Two men from Georgia and South Carolina have been charged in federal court in Pittsburgh in an extortion scheme in which authorities said they impersonated Allegheny County sheriff’s office employees to demand payment for missing purported court dates.

Raquan Hardy, 26, of Anderson, S.C., and Richard Long Jr., 49, of Ellenwood, Ga., were charged Monday under seal with fraud conspiracy.

The case was unsealed on Tuesday after a magistrate judge in Pittsburgh issued arrest warrants.

The pair had been charged last year in Allegheny County Common Pleas Court after an investigation by the Allegheny County Sheriff’s Office and police in Georgia. At that time, Sheriff Kevin Kraus said they had stolen $43,000 from three victims in Pittsburgh by posing as his officers.

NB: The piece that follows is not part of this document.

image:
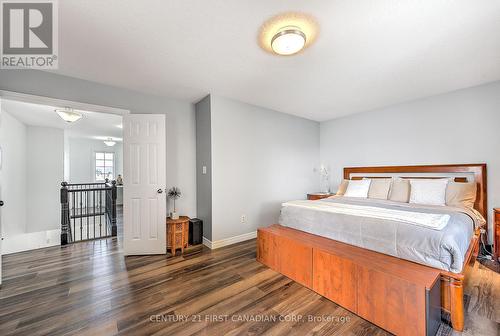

Now the case is federal and a fourth victim has been added.

Law enforcement from Pennsylvania and Georgia had been investigating the scheme in which conspirators called the victims, all women, pretending to be sheriff’s officers in demanding money to avoid arrest purportedly for not showing up for court hearings as witnesses.

The impersonators told the victims that they had to go to a bail bond agency in Pittsburgh to pay fines or post cash as security to keep from being arrested, according to an FBI affidavit.

The victims believed the threats were real and three of them paid the cash, agents said.

Hardy’s role was to set up the meeting locations and relay it to Long, who would drive to the location posing as an officer to collect the money.

Phones seized from the pair during the investigation revealed their connection to each other and to others involved, the FBI said. Agents also collected surveillance footage from the meeting locations.

One of the victims told police that she was contacted in April by “Sgt. David Lynch” of the sheriff’s office. He said she’d been subpoenaed to testify in court but didn’t show up, so the court issued citations for $10,250.

The victim said she’d never been subpoenaed and wanted to talk to a lawyer. Lynch told her the judge had issued a “suppression order” barring her from talking to anyone. If she did, deputies would arrest her.

The victim went to her bank and got the money while still on the phone with the caller. But she got so upset at the bank that she fainted, the FBI said. The call ended and no meeting was ever set up.

In a second case, another victim told Pittsburgh police on July 11, 2022, that “Sgt. David Lynch” called her that day to say she owed $8,500 in outstanding fines for not showing up in court. If she didn’t meet with him to pay, she’d be arrested, he said. He told her to go to a bail agency on Liberty Avenue. She got the money from the bank, met Long in a parking lot and turned over $8,250, the FBI said. A short time later, she decided to call 911 to report what happened.

A third victim fell prey to the same scheme and ended up meeting Long in the parking lot and handing over $10,250. After that transaction, “Lynch” called her back and said he’d missed a citation and said she owed another $10,000. She took the money out of her bank and turned it over as well.

The fourth victim said she was contacted by a “Sgt. Gerald Hill” and owed fines of $10,250. She too paid the money in the parking lot.

The FBI said investigators reviewing the phones of Hardy and Long found text messages corresponding with the transactions involving the Pittsburgh victims.

Detectives also identified the Chevy Impala that Long used to take possession of the money and tracked it to a person in Duluth, Ga., who had rented it to a Courtney Watson. Police on surveillance in Lilburn, Ga., in July 2022 saw Long pull into a gas station and watched as a short time later Watson arrived at the same gas station and Long blew her a kiss.

When Long left, sheriff’s deputies pulled him over and arrested him. On his phone, police found photos taken in Pittsburgh that showed cash consistent with the amounts taken from the Pittsburgh victims. They also found communications with other conspirators and GPS directions to the locations where he’d met the victims for payment.

Long told police he’d never been to Pittsburgh, but police turned up other evidence that he was lying, the FBI said.

Hardy had rented an Airbnb on Ocala Street in Pittsburgh and stayed there from July 11 until July 14, 2022, agents said. Doorbell camera footage showed Long was staying there, too.

Police in Dallas arrested Hardy in September 2022 and found $63,000 in cash on him as well as a book of receipts similar to the ones given to the victims in Pittsburgh.

Law officers said cellphone tracking showed Long’s phone moving from Georgia into North Carolina and Virginia in July 2022 and shows his and Hardy’s phones active in Pittsburgh on July 11, 2022.

Sheriff Kraus said last year that authorities in Broward County, Fla., and Dallas were planning their own charges against Hardy involving similar schemes there.